When I walked into the Maracana, the big stadium…first, we had to do sort of this big exodus to the Maracana with all the teams [laughs], and we had people chanting, ‘Brazil! Brazil!’ as we walked in. We sang our anthem through the whole path, and when I walked into the Maracana, it was one of the happiest moments of my life. I was jumping around and just so thankful to be out there. To listen to 120,000 people chanting and screaming…
After that, we had to take a turn and then I hear someone calling my name. I’m like, ‘What?’ I turn, and it’s my dad. He didn’t even know he was going to be there — it was a last minute invitation. He was in the first row, so I was able to hug him, we were able to cry together. Because that moment summarized our investment in my career, and to be able to become and Olympian and live that moment with my dad…that was the most memorable experience I had.
You finished T53, 16-over. Nothing to slouch about! You had a slow play penalty on the second day. Can you tell me what happened there?
I took it. I did try to refute it, of course, you know we always do at the end [laughs]. But they were right. I took a long time in those two shots, I got a warning, and then I got the stroke penalty. I give them the credit to do so. But it was good because it made me just stop trying to be perfect and get everything checked out for the following day and say, ‘Come on Vic, just hit the ball,’ you know? So I was trying to do so well that I think I slowed down quite a bit, and it actually helped me for the following days. I entered as the 58th player, and I left as the 53rd, so that is an improvement for me. I got some points in the world rankings, so I definitely took that as a positive improvement.

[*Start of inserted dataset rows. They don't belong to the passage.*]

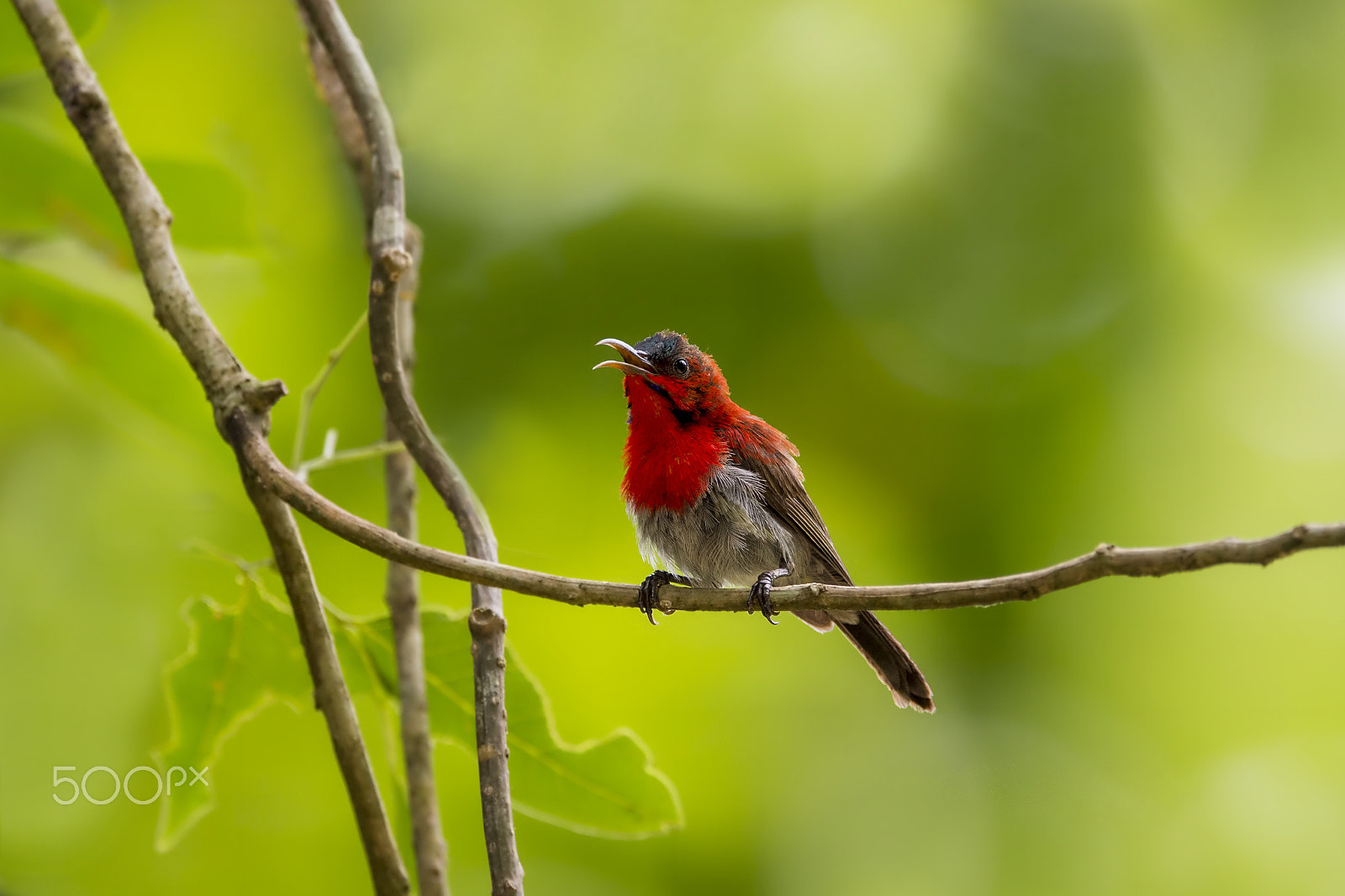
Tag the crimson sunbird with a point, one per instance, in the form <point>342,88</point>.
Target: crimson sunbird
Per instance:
<point>717,495</point>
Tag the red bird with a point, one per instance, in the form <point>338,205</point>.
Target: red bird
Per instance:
<point>716,494</point>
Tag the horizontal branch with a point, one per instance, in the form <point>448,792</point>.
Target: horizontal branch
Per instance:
<point>1100,562</point>
<point>240,401</point>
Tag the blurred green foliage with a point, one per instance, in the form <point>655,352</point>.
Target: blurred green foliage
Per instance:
<point>1017,276</point>
<point>245,656</point>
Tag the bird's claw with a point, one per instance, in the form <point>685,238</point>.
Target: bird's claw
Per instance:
<point>760,596</point>
<point>649,598</point>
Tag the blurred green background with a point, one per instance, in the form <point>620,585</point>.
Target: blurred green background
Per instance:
<point>1017,276</point>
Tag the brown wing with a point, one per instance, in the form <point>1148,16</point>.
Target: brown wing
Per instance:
<point>787,498</point>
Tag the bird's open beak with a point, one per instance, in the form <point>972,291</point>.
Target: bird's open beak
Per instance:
<point>636,363</point>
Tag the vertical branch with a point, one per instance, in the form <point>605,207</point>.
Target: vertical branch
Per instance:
<point>403,591</point>
<point>330,690</point>
<point>241,405</point>
<point>387,235</point>
<point>404,607</point>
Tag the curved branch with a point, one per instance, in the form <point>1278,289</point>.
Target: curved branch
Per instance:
<point>1100,562</point>
<point>235,396</point>
<point>385,208</point>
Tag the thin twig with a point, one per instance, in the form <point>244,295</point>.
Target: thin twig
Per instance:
<point>309,394</point>
<point>240,403</point>
<point>330,690</point>
<point>385,210</point>
<point>350,455</point>
<point>403,598</point>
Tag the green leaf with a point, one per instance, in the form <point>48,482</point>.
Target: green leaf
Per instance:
<point>240,661</point>
<point>605,788</point>
<point>105,335</point>
<point>17,53</point>
<point>60,190</point>
<point>244,658</point>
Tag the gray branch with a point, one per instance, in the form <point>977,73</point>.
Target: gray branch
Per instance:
<point>403,599</point>
<point>1100,562</point>
<point>403,589</point>
<point>240,401</point>
<point>385,210</point>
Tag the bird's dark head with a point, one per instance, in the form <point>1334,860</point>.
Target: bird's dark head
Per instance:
<point>672,370</point>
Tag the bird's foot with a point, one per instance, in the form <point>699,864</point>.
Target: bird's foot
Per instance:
<point>649,598</point>
<point>760,593</point>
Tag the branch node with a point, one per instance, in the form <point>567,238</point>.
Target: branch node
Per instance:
<point>396,261</point>
<point>261,396</point>
<point>486,622</point>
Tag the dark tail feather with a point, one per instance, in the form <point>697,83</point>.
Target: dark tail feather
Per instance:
<point>889,660</point>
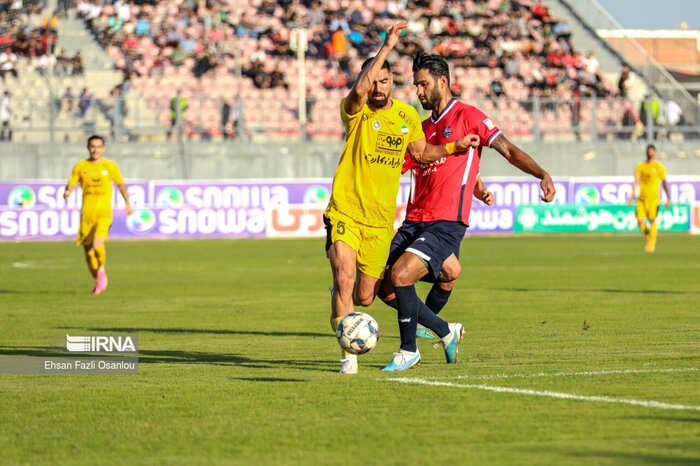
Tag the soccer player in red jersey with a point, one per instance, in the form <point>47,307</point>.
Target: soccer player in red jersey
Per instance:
<point>438,209</point>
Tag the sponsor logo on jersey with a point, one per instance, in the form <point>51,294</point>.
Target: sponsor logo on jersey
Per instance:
<point>389,144</point>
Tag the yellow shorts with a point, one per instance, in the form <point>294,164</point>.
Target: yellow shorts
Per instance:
<point>371,243</point>
<point>647,209</point>
<point>91,228</point>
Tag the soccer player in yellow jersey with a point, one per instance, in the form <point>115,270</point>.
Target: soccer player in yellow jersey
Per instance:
<point>647,177</point>
<point>95,176</point>
<point>359,218</point>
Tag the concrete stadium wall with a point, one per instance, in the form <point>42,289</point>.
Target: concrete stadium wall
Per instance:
<point>245,160</point>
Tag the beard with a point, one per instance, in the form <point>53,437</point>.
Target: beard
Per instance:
<point>379,103</point>
<point>432,101</point>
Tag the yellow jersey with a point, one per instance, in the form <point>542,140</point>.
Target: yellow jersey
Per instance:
<point>95,180</point>
<point>367,178</point>
<point>650,175</point>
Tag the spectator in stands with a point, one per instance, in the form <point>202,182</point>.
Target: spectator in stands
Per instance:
<point>591,64</point>
<point>205,62</point>
<point>178,106</point>
<point>495,90</point>
<point>45,64</point>
<point>78,67</point>
<point>225,118</point>
<point>8,63</point>
<point>64,65</point>
<point>623,83</point>
<point>84,102</point>
<point>277,77</point>
<point>5,115</point>
<point>68,100</point>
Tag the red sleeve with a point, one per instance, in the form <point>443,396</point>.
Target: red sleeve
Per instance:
<point>408,164</point>
<point>484,127</point>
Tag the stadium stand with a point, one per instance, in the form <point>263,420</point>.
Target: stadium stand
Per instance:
<point>514,59</point>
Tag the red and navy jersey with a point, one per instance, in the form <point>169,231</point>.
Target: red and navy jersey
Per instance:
<point>442,190</point>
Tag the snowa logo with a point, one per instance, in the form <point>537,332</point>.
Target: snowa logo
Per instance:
<point>586,195</point>
<point>141,221</point>
<point>124,343</point>
<point>316,195</point>
<point>21,197</point>
<point>528,218</point>
<point>170,197</point>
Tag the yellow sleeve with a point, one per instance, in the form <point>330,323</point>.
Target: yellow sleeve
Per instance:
<point>74,176</point>
<point>416,131</point>
<point>116,174</point>
<point>662,172</point>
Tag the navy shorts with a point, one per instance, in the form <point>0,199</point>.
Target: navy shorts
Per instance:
<point>432,242</point>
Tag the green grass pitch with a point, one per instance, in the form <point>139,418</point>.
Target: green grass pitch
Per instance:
<point>238,364</point>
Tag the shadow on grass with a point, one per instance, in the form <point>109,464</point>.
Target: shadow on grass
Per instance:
<point>212,331</point>
<point>180,357</point>
<point>666,418</point>
<point>599,290</point>
<point>41,292</point>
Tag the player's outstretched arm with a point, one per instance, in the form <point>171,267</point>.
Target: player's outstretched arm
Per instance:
<point>125,195</point>
<point>363,84</point>
<point>518,158</point>
<point>422,152</point>
<point>481,193</point>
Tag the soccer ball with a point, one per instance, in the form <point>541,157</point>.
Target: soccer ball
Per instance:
<point>357,332</point>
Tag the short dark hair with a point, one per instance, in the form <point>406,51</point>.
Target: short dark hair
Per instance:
<point>385,66</point>
<point>95,136</point>
<point>435,64</point>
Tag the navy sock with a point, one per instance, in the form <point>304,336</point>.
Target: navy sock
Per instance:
<point>408,305</point>
<point>392,303</point>
<point>427,318</point>
<point>437,298</point>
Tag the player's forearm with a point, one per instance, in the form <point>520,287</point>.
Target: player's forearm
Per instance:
<point>429,154</point>
<point>125,194</point>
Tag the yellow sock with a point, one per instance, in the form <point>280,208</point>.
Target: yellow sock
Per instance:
<point>101,256</point>
<point>334,323</point>
<point>652,233</point>
<point>92,262</point>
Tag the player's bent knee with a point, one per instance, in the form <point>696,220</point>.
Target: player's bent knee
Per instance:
<point>401,277</point>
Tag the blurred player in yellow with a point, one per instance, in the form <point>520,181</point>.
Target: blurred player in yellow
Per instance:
<point>95,176</point>
<point>647,177</point>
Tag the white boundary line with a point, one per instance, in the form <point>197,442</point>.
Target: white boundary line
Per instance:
<point>546,393</point>
<point>573,374</point>
<point>559,395</point>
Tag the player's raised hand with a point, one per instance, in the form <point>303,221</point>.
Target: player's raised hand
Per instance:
<point>393,33</point>
<point>465,142</point>
<point>547,189</point>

You’ve been on the LET since 2014. What’s something you’d take away from your time as a professional golfer so far?
Golf has opened so many doors for me. To be able to come to the U.S., to be able to get a scholarship and play at USC, to meet my husband at USC, to turn pro and have that hope. And then to be able to travel the world doing what I love, competing, I think I couldn’t have asked for a better career and a better life, so I’m very thankful. The friends that you make, the people that you know, the experience that you have, traveling the world and playing golf…I think that’s irreplaceable. I’m very, very blessed that I’m able to do what I do.